Prompt-aware classifier free guidance for diffusion models
Xuanhao Zhang, Chang Li
TL;DR
The paper addresses the limitation of a fixed CFG scale in diffusion models across prompts and modalities. It proposes a prompt-aware framework that constructs a synthetic multi-scale dataset and trains a lightweight predictor to estimate per-scale quality from semantic embeddings and linguistic complexity, enabling inference-time scale selection without retraining. The method chooses the optimal scale via a regularized utility objective and uses classifier-free guidance with that scale, improving fidelity, alignment, and perceptual quality on image (MSCOCO 2014 with SDXL) and audio (AudioCaps with AudioLDM2).
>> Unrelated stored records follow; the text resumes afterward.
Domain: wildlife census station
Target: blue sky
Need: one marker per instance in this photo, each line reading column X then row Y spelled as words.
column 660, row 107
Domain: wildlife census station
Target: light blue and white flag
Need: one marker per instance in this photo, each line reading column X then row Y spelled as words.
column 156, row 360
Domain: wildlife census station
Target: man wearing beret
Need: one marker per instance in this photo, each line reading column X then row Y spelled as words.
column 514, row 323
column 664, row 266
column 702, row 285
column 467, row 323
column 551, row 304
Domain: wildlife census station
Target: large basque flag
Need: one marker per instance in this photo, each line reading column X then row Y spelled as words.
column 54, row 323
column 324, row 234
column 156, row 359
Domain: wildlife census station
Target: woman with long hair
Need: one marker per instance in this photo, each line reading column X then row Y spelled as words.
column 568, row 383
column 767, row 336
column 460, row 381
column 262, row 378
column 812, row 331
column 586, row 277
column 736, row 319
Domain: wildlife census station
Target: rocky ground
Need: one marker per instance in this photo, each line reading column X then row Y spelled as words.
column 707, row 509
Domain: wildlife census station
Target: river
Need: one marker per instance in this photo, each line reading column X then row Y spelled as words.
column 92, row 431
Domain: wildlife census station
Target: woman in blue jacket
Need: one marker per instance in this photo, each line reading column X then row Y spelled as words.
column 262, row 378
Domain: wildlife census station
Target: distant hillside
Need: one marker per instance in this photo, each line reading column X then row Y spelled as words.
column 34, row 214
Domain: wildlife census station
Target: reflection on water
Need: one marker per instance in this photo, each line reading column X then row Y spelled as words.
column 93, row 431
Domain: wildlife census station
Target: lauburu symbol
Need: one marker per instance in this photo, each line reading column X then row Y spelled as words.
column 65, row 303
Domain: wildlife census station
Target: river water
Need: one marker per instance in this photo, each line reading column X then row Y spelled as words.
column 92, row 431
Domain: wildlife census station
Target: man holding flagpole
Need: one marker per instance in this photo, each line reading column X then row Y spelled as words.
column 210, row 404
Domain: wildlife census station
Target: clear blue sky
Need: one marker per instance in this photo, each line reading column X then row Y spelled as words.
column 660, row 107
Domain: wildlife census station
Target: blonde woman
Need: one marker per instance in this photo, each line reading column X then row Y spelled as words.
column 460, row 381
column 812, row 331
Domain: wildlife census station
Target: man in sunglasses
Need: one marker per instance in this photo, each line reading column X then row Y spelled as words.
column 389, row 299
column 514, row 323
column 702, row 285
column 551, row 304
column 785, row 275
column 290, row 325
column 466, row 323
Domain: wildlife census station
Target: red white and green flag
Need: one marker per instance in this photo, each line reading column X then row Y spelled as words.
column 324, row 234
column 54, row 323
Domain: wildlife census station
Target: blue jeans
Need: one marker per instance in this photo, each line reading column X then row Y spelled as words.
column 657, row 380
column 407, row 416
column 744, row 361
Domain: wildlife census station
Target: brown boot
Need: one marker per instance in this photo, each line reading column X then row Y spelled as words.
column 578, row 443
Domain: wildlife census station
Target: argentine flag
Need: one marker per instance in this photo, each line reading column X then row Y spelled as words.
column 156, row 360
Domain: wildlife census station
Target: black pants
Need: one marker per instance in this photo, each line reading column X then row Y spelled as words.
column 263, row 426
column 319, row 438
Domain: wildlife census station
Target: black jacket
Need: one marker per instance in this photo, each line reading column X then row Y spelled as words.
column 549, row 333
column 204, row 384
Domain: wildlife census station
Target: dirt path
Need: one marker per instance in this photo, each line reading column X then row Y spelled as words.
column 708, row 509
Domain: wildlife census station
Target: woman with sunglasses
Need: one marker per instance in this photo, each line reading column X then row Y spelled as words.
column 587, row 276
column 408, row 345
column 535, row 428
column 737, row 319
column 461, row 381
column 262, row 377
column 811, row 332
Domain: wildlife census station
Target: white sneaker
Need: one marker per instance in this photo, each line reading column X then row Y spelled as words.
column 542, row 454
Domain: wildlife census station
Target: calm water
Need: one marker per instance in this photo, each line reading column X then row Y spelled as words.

Experiments show consistent gains over vanilla CFG and No Guidance, demonstrating a practical, training-free enhancement for pretrained diffusion backbones.
Abstract
Diffusion models have achieved remarkable progress in image and audio generation, largely due to Classifier-Free Guidance. However, the choice of guidance scale remains underexplored: a fixed scale often fails to generalize across prompts of varying complexity, leading to oversaturation or weak alignment. We address this gap by introducing a prompt-aware framework that predicts scale-dependent quality and selects the optimal guidance at inference. Specifically, we construct a large synthetic dataset by generating samples under multiple scales and scoring them with reliable evaluation metrics. A lightweight predictor, conditioned on semantic embeddings and linguistic complexity, estimates multi-metric quality curves and determines the best scale via a utility function with regularization. Experiments on MSCOCO~2014 and AudioCaps show consistent improvements over vanilla CFG, enhancing fidelity, alignment, and perceptual preference. This work demonstrates that prompt-aware scale selection provides an effective, training-free enhancement for pretrained diffusion backbones.